This was an opportunistic posting. Joseph Burns from Cornell University
gave a lecture at JPL yesterday which I attended, and the title of his lecture was
"Swapping Rocks: The Transfer of Eject Between the Planets". He focused
mainly on the transfer of material from Mars and the Moon to Earth, but did
talk briefly about other bodies in the solar system. Here are some tibits
from my notes on the lecture.
The impact velocity of a typical meteor is from 10-20 km/second. If you
look at the escape velocity of some of the planets, it is possible that
some of the kinetic energy from the meteor can be transferred to material
on the surface of the planet:
Escape Velocity
Moon 2.3 km/sec
Mars 5 km/sec
Earth 11.2 km/sec
Also, the areas adjacent to the actual impact craters are the best candidates
for material to be ejected and remain unshocked.
Burns did a number of simulations of ejecta material to see where they
end up, and here are some of the results of the simulation.
If material is ejected from Mars, after 10 million years, the rocks can
literally be anywhere in the solar system. After 50 million years, here
are the probabilities of where Mars ejecta can be:
Impact on Venus - 7%
Impact on Earth - 7%
Impact on Mars - 9%
Sun-grazing* - 32%
Reaching Jupiter** - 10%
Survivors - 35%
* Sun-grazing means more or less hitting the Sun
** Once an object is in a Jupiter crossing orbit, it can end
anywhere, including being ejected from the solar system.

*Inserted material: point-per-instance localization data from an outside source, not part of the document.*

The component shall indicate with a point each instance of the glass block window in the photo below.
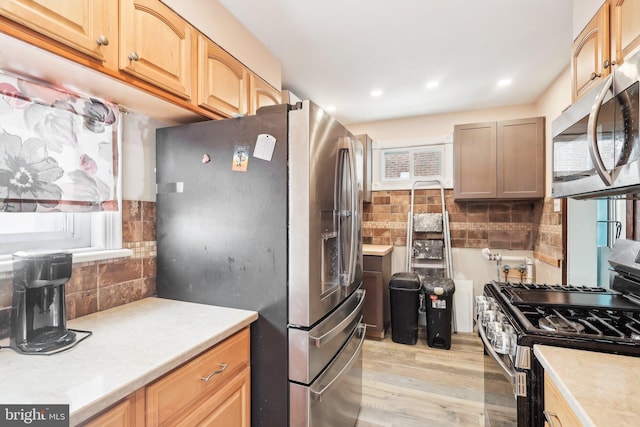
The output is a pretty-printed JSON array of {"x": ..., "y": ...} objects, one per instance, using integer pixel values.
[{"x": 413, "y": 163}]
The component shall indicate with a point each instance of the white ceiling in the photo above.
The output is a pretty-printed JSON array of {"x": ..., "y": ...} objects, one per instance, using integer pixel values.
[{"x": 336, "y": 52}]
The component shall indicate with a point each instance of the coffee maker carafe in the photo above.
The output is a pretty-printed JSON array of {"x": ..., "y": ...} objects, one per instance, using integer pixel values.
[{"x": 38, "y": 315}]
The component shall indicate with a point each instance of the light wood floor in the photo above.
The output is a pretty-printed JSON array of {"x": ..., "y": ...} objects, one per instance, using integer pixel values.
[{"x": 416, "y": 385}]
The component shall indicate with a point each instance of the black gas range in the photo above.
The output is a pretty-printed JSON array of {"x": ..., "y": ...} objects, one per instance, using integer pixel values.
[{"x": 513, "y": 317}]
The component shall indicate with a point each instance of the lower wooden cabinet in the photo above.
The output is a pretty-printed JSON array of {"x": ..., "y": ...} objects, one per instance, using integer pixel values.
[
  {"x": 123, "y": 414},
  {"x": 375, "y": 281},
  {"x": 556, "y": 409},
  {"x": 213, "y": 389}
]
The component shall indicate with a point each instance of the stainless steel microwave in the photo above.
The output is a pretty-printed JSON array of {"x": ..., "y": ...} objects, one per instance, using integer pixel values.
[{"x": 595, "y": 141}]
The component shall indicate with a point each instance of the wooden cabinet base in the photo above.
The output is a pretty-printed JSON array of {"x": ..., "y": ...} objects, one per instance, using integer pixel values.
[
  {"x": 375, "y": 281},
  {"x": 212, "y": 389}
]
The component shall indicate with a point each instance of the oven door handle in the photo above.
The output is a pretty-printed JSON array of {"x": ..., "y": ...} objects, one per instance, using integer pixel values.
[{"x": 487, "y": 345}]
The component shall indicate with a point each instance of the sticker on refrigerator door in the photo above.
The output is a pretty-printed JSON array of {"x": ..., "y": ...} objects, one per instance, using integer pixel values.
[
  {"x": 440, "y": 304},
  {"x": 240, "y": 158},
  {"x": 265, "y": 144}
]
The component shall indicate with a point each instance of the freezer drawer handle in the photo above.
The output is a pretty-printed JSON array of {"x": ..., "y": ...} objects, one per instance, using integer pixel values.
[
  {"x": 319, "y": 341},
  {"x": 223, "y": 366},
  {"x": 317, "y": 395}
]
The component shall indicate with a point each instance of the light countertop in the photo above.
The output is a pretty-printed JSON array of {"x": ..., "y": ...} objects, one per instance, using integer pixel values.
[
  {"x": 131, "y": 345},
  {"x": 600, "y": 388},
  {"x": 377, "y": 250}
]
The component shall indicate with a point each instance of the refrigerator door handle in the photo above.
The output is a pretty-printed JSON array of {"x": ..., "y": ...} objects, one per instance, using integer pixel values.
[
  {"x": 346, "y": 144},
  {"x": 327, "y": 336},
  {"x": 317, "y": 394}
]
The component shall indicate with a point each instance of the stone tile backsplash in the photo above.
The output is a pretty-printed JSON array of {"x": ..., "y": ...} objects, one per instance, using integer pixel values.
[
  {"x": 97, "y": 286},
  {"x": 516, "y": 225}
]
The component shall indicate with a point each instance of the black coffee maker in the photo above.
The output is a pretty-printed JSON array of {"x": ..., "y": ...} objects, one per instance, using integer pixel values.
[{"x": 38, "y": 315}]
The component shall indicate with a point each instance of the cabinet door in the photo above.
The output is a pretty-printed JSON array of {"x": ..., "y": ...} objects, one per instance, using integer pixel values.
[
  {"x": 156, "y": 45},
  {"x": 625, "y": 28},
  {"x": 262, "y": 94},
  {"x": 172, "y": 397},
  {"x": 475, "y": 161},
  {"x": 521, "y": 162},
  {"x": 223, "y": 82},
  {"x": 88, "y": 26},
  {"x": 123, "y": 414},
  {"x": 372, "y": 308},
  {"x": 556, "y": 408},
  {"x": 230, "y": 406},
  {"x": 590, "y": 54}
]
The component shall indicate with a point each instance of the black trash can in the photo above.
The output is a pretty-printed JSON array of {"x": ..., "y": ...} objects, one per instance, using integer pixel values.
[
  {"x": 439, "y": 301},
  {"x": 404, "y": 294}
]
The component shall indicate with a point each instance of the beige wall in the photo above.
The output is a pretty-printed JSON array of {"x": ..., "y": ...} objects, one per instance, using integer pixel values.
[
  {"x": 555, "y": 99},
  {"x": 212, "y": 19},
  {"x": 469, "y": 263},
  {"x": 437, "y": 124}
]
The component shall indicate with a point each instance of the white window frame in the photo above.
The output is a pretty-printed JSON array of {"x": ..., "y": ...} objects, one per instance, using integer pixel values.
[
  {"x": 105, "y": 228},
  {"x": 443, "y": 144}
]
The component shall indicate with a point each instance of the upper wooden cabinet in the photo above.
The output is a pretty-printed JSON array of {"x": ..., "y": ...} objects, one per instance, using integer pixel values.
[
  {"x": 156, "y": 45},
  {"x": 611, "y": 35},
  {"x": 625, "y": 28},
  {"x": 499, "y": 160},
  {"x": 262, "y": 94},
  {"x": 590, "y": 54},
  {"x": 144, "y": 44},
  {"x": 87, "y": 26},
  {"x": 223, "y": 82},
  {"x": 474, "y": 148}
]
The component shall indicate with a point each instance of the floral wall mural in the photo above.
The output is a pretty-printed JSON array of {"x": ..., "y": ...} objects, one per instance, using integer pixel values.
[{"x": 58, "y": 150}]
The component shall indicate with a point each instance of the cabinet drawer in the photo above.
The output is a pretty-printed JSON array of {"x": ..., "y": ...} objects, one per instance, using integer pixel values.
[
  {"x": 372, "y": 263},
  {"x": 169, "y": 395}
]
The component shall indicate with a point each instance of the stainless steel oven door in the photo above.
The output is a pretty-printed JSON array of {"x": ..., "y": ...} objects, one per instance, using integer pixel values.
[
  {"x": 500, "y": 397},
  {"x": 310, "y": 351},
  {"x": 334, "y": 398}
]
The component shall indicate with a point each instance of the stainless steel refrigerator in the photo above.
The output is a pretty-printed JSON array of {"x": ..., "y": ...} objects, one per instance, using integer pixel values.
[{"x": 264, "y": 213}]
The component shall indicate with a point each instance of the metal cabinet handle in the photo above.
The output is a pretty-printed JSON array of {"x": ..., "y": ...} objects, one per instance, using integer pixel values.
[
  {"x": 549, "y": 416},
  {"x": 223, "y": 366},
  {"x": 102, "y": 41}
]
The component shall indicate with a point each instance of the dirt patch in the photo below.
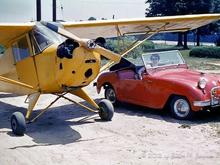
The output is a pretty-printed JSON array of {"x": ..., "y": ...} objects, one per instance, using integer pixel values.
[{"x": 136, "y": 135}]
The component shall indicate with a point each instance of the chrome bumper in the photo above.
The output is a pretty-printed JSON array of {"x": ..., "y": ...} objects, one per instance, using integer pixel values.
[{"x": 213, "y": 102}]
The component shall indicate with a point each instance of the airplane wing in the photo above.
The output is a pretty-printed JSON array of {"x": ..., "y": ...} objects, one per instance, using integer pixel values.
[
  {"x": 112, "y": 28},
  {"x": 12, "y": 86},
  {"x": 9, "y": 31}
]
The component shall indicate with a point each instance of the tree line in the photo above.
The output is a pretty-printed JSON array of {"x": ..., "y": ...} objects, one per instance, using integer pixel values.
[{"x": 184, "y": 7}]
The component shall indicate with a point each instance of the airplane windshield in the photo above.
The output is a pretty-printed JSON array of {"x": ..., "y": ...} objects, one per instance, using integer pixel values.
[{"x": 44, "y": 37}]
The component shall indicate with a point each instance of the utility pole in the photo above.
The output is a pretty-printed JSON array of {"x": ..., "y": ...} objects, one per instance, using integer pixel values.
[
  {"x": 38, "y": 7},
  {"x": 54, "y": 11}
]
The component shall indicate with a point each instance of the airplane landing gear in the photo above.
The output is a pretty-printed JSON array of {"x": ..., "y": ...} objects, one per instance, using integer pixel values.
[
  {"x": 106, "y": 110},
  {"x": 18, "y": 123}
]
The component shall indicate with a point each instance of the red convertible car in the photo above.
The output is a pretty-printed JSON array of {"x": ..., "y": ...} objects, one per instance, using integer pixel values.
[{"x": 163, "y": 81}]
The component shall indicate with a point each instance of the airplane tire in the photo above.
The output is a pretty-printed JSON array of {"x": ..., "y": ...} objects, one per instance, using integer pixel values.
[
  {"x": 106, "y": 110},
  {"x": 18, "y": 124}
]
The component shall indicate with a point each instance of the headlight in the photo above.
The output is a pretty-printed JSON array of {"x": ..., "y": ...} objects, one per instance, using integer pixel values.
[{"x": 202, "y": 83}]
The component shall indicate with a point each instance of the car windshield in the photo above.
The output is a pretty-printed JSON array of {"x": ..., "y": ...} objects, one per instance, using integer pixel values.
[{"x": 161, "y": 59}]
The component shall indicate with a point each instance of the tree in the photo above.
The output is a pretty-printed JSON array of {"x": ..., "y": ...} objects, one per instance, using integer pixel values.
[
  {"x": 92, "y": 19},
  {"x": 181, "y": 7}
]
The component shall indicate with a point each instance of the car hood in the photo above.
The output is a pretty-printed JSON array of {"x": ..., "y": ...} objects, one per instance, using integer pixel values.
[{"x": 184, "y": 75}]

These simulations show that the most likely place Mars ejecta will end up
in the Sun.
He also mentioned that a Mars rock can hit the Earth in as little as
16,000 years. In an extreme case (the odds being 1 in 100 million),
if an impact on Mars hits the planet while it is at aphelion and at
a speed of 5.4 km/sec, and ejects material in the right direction
towards Earth, then a Mars meteorite can arrive at Earth in 6 months.
Burns also gave some numbers for the fate of Mercury ejecta after
30 million years.
Impact on Mercury - 76%
Impact on Venus - 6%
Impact on Earth - 0.5%
Sun-grazing - 4%
Jupiter Reaching - 1.5%
Survivors - 12%
The 0.5% chance for Mercury eject hitting Earth doesn't bode too well
for Mercury being the parent body for E chondrites.
Burns also points out that ejecta from Phobos and Deimos are almost as
likely to hit the Earth as from Mars. However, I should point out that
since Phobos and Deimos are suspected to be C asteroids captured into
Mars orbit, you will be hard pressed to differentiate a meteorite from
Phobos/Deimos from a carbonaceous chondrite meteorite.
Burn also mentioned briefly about the possibility of ejecta from the
Galilean moons around Jupiter (Io, Europa, Ganymede & Callisto). Since
Jupiter has such a deep gravity well (escape velocity at about 50 km/sec),
it will be extremely difficult for any ejecta to leave the Jovian system, and
would most likely recollide with the moon from which it was ejected from.
Ron Baalke